As desperation increases, so do opportunities for those that capitalized early on the Internet IPO mania, portals such as China-market leader Sina.com. The company has about $130 million in cash and, unlike Sohu, ambitions beyond China's borders. "We're looking for acquisitions throughout Greater China, China, Taiwan and Hong Kong, and in Chinese communities worldwide," says Daniel Mao, Sina's chief operating officer. "We will have to see what benefits ChinaRen brings to Sohu."

There's little reason to hurry. Those who wait can pick up bargains, says Matei Mihalca, a Net industry analyst for Merrill Lynch. "If you buy today, should you do so because it will be more expensive tomorrow? No, it will likely be cheaper," he says. "Many valuations have nowhere to go but down."

Acquisitive companies such as Sohu, which earned a scant $2.2 million in ad revenues in the first half of the year, are optimistic they can build their empires. ChinaRen's strength was its stable of online communities, which analysts say balance well with Sohu's superior news content. Sohu chief executive Charles Zhang says he believes that with the ChinaRen merger he can post double-digit ad revenue growth in coming quarters and break even operationally by late 2002.

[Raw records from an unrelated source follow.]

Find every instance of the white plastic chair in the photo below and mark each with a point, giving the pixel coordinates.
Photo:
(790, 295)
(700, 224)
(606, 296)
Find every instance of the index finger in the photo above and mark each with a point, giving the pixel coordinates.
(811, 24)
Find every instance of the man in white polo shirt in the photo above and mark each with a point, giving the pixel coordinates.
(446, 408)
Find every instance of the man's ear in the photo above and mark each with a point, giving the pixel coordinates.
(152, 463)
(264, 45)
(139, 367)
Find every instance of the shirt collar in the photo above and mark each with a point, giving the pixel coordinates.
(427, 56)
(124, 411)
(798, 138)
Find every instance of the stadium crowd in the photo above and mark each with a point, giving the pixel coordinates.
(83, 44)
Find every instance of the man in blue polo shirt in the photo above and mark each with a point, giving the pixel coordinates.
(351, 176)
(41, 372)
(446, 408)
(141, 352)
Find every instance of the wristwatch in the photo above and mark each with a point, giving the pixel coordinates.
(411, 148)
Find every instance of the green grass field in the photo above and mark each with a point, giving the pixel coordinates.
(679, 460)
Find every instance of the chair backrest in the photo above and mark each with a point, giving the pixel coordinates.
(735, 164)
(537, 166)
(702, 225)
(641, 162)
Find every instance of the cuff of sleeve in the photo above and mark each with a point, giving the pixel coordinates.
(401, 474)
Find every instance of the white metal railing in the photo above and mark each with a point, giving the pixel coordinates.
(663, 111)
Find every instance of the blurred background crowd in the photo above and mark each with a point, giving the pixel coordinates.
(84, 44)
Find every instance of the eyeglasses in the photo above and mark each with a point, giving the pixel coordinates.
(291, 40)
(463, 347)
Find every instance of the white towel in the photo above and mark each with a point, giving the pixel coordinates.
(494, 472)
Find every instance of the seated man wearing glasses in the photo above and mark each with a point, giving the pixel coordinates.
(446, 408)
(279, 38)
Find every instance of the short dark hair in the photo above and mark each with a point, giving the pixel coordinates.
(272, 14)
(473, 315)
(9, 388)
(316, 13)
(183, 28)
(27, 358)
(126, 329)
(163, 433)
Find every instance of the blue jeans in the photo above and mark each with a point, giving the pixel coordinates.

However, Merrill Lynch, which recently initiated coverage of Sohu, does not expect the company will earn a profit until 2004 — an eon in Internet time. Although the company has about $79 million in cash, its ongoing expenses, or "burn rate," could force it to seek additional funding before then, the brokerage says.

Sohu's plight sums up the accounting puzzle posed by the phenomenon of profitless companies merging with each other. The vast majority of dotcoms are little more than a collection of dubious assets: peripatetic staff, some used computers, a fickle audience and a questionable brand. "Most companies you'd want to acquire should have some type of asset," says Jay Chang, internet analyst at CS First Boston in Hong Kong. "It's difficult to acquire somebody when you're just acquiring burn rate."

Can zero plus zero ever be made to add up to one? "To grow in the portal space you need a lot of marketing and the economics just aren't right," says Danny Toe, chairman and CEO of Internet Century Holdings, a sports portal and Net consultancy. "For every dollar you put in, you lose $5. You have to re-engineer yourself into another type of Internet company." Toe's answer: head for the new frontier of Internet content tailored for mobile phones and other wireless devices. Maybe that's where the money is.